On the other hand, sampling techniques include redistributing the training set’s examples to balance the distribution of the classes. The minority class may be oversampled, the majority class may be undersampled, or a combination of the two may be used to achieve this. Sampling techniques aim to balance the distribution of the classes so that the learning algorithm can learn from instances of all classes without being overloaded by examples of the dominant class.
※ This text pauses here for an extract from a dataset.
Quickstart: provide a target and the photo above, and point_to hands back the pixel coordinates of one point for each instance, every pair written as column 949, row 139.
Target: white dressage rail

Cost-sensitive and sampling methods can be used to enhance a classifier’s performance on imbalanced data, but they take distinct approaches to the issue. Unlike sampling techniques, cost-sensitive strategies alter the learning algorithm rather than the training data. The choices between these techniques come with different pros and cons. Implementing cost-sensitive solutions may pose more challenges and require greater understanding but may preserve more information. On the contrary, sampling techniques are simpler to implement but may result in a loss of information.

Conclusion

Imbalanced classification is a common issue in machine learning and data science. By understanding the causes and effects of imbalanced classifications, we can take steps to address the problem. Several strategies, such as resampling, using different evaluation metrics, and using cost-sensitive learning, can help mitigate the effects of imbalanced classification. By implementing these strategies and continuously monitoring our models, we can ensure that our models make fair and accurate predictions for all classes.